Local neighborhood size
The number of points that UMAP will use when building the data manifold. This parameter allows a balance between local and global structure of the data in the embedding - low values will focus on local structure, and large values will focus on global structure.
Minimum distance
The minimum distance between points in the final embedding. Lower values will create a clumpier embedding, while larger values will spread points farther apart.
Tip
This parameter has a strong effect on the number of clusters generated - small values tend to create fewer large clusters, and large values create more small clusters.
Number of dimensions
Number of dimensions for the embedding. Unlike simpler embedding algorithms such as T-SNE, UMAP can successfully embed into more than three dimensions.
Note
If the number of dimensions is greater than 3, the embedding plot will show the first three axes.
Metric
The metric for computing distances in the input data. Available metrics are:
- Euclidean: Simple Euclidean distance between points.
- Manhattan: Manhattan, or "Taxi cab" distance, measures the sum of the distance along each axis.
- Chebyshev: The Chebyshev metric defines the distance between points as the greatest of their differences along any axis.
- Cosine: Cosine distance is the cosine of the angle between the vectors.
- Correlation: Correlation distance between the vectors, measuring the dependence between them.
Tip
Euclidean, Manhattan, and Chebyshev distances can easily be visualized by their behavior on a chess board. Chebyshev distance corresponds to the number of moves a King makes getting from one square to the other, Manhattan distance behaves like a Rook, and Euclidean distance is an ant moving without regard for the board:
Embeddings plot
After training a model, the embedding will be plotted on either a 2D or 3D scatterplot,
depending on the choice of dimension. Points on the plot
will be colored the same as they are on the map, and clicking on plotted point will
show the location on the map in a vector layer called
selected points
.
Note
The axes for the embedding are dimensionless, and simply represent a new spatial position for the input points relative to all of the others.
Cluster data
Once the low dimensional manifold is built, the UMAP tool uses HDBSCAN to cluster
the data in an unsupervised manner. HDBSCAN is a better clustering algorithm than
k-means for the unique shapes that are generated with UMAP, as it
can find clusters with varied shapes, whereas k-means builds clusters as balls.

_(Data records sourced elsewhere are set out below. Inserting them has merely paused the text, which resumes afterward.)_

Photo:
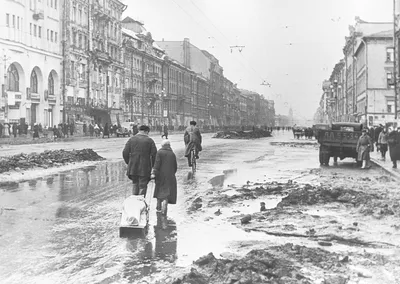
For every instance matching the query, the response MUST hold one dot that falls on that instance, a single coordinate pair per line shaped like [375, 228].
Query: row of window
[14, 21]
[36, 31]
[79, 40]
[13, 81]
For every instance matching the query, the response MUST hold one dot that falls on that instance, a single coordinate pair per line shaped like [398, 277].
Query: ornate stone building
[30, 62]
[144, 98]
[93, 66]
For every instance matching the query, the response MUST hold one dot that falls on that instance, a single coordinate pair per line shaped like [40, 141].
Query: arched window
[13, 79]
[34, 82]
[50, 85]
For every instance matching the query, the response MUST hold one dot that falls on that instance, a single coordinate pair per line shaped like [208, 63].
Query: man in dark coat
[135, 129]
[192, 138]
[394, 146]
[165, 129]
[140, 154]
[106, 131]
[164, 171]
[14, 130]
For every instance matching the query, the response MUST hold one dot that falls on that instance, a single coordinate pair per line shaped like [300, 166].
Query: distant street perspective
[199, 142]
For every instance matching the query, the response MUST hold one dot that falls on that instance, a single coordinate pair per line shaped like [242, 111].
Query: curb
[386, 169]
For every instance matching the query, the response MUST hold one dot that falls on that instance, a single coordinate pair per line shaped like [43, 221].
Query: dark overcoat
[394, 145]
[165, 169]
[139, 154]
[192, 138]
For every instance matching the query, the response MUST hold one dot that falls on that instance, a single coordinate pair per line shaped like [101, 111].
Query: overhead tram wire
[225, 37]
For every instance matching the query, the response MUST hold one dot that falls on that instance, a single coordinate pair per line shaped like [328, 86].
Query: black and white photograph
[200, 141]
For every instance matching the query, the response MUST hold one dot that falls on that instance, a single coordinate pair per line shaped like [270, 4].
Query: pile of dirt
[277, 264]
[253, 191]
[299, 144]
[258, 133]
[310, 195]
[47, 159]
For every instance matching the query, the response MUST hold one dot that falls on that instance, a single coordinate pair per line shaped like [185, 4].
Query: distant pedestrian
[165, 130]
[140, 155]
[164, 171]
[394, 146]
[85, 129]
[35, 131]
[364, 147]
[135, 129]
[382, 143]
[14, 129]
[106, 131]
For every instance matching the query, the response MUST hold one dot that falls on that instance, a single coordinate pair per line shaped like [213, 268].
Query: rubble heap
[278, 264]
[258, 133]
[47, 159]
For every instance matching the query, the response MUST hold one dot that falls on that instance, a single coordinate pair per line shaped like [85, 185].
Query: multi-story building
[145, 88]
[356, 71]
[92, 64]
[31, 57]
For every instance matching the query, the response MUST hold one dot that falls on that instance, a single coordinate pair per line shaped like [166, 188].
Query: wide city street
[64, 227]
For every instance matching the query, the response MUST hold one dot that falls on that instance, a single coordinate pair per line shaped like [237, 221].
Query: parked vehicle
[317, 127]
[340, 141]
[124, 130]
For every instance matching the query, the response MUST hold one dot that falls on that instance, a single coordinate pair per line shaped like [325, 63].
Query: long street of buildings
[79, 62]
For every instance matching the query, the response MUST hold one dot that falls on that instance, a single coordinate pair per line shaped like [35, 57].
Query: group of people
[146, 163]
[384, 139]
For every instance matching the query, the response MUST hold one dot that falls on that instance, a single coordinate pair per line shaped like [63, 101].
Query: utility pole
[89, 57]
[394, 59]
[64, 81]
[143, 88]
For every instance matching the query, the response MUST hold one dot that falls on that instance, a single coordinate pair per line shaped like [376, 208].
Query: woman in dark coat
[164, 171]
[394, 146]
[35, 131]
[106, 131]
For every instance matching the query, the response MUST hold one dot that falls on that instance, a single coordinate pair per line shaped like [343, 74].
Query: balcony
[130, 91]
[102, 56]
[38, 15]
[18, 97]
[152, 76]
[35, 96]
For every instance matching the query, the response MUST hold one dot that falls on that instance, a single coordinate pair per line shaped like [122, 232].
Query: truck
[339, 141]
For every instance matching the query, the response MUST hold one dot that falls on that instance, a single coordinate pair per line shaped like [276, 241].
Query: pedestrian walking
[135, 129]
[394, 146]
[165, 130]
[14, 129]
[382, 143]
[106, 131]
[163, 172]
[35, 131]
[364, 147]
[6, 130]
[140, 154]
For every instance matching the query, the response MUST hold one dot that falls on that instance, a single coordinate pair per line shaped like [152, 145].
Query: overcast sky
[292, 44]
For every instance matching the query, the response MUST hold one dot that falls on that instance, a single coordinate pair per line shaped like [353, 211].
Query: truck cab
[340, 141]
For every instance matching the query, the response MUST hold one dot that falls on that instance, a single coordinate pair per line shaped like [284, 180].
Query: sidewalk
[385, 165]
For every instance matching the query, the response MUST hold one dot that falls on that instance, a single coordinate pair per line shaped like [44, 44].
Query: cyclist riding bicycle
[192, 138]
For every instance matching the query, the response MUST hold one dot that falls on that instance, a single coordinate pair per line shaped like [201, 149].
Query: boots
[364, 164]
[135, 189]
[164, 207]
[158, 208]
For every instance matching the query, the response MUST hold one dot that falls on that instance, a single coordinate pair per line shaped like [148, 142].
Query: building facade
[92, 66]
[31, 57]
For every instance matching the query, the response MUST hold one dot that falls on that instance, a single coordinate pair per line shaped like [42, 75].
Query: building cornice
[30, 49]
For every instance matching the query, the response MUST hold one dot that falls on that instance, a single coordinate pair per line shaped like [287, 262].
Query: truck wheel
[321, 157]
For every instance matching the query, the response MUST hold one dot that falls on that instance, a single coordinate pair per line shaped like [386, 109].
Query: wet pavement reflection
[65, 227]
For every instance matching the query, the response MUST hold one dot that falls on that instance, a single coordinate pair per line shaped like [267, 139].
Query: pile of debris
[278, 264]
[47, 159]
[257, 133]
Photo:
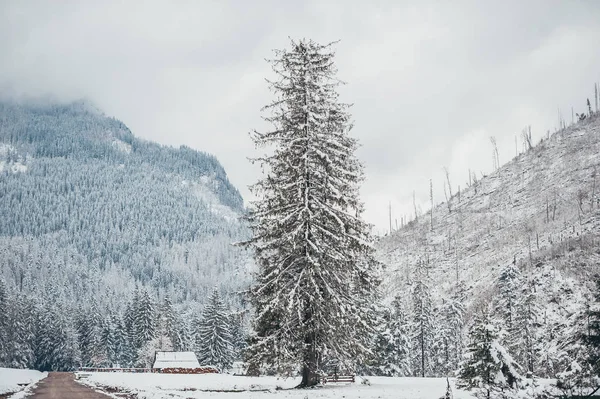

Use the Cluster data with chosen parameters
button to run the clustering on your
embedded data.
Tip
HDBSCAN will not attempt to cluster outlier points, and will instead classify them separately as noise.
Tip
When you run a clustering, the embeddings plot will change to show the clusters instead of the pixel RGBs.
Minimum cluster size
The smallest number of points that can be considered a cluster. Lower values tend to create more clusters.
Minimum number of samples
The minimum number of samples in the neighborhood of a point for it to be considered a "core" sample, and therefore considered for clustering instead of noise.
Cluster selection epsilon
This parameter merges clusters that are closer than this value. This will help if your clustering contains a large number of small, nearby clusters.
Deploy clustering
When you are happy with the clustering parameters, click the Deploy clustering
.
This will deploy a Compute
function that will apply the UMAP and HDBSCAN models over your chosen AOI, and
add the result to the map.
Tip
Progress on the Compute task can be found here.
Note
Images for the clustered result will appear on the map as they are completed, but you may need to override the map's cache to see the latest images. This can be accomplished by moving around the map, or changing the settings of the layer.
Warning
Only the AOI where data were selected will be clustered. As the models are build using these data, applying the models to areas outside this AOI is not valid.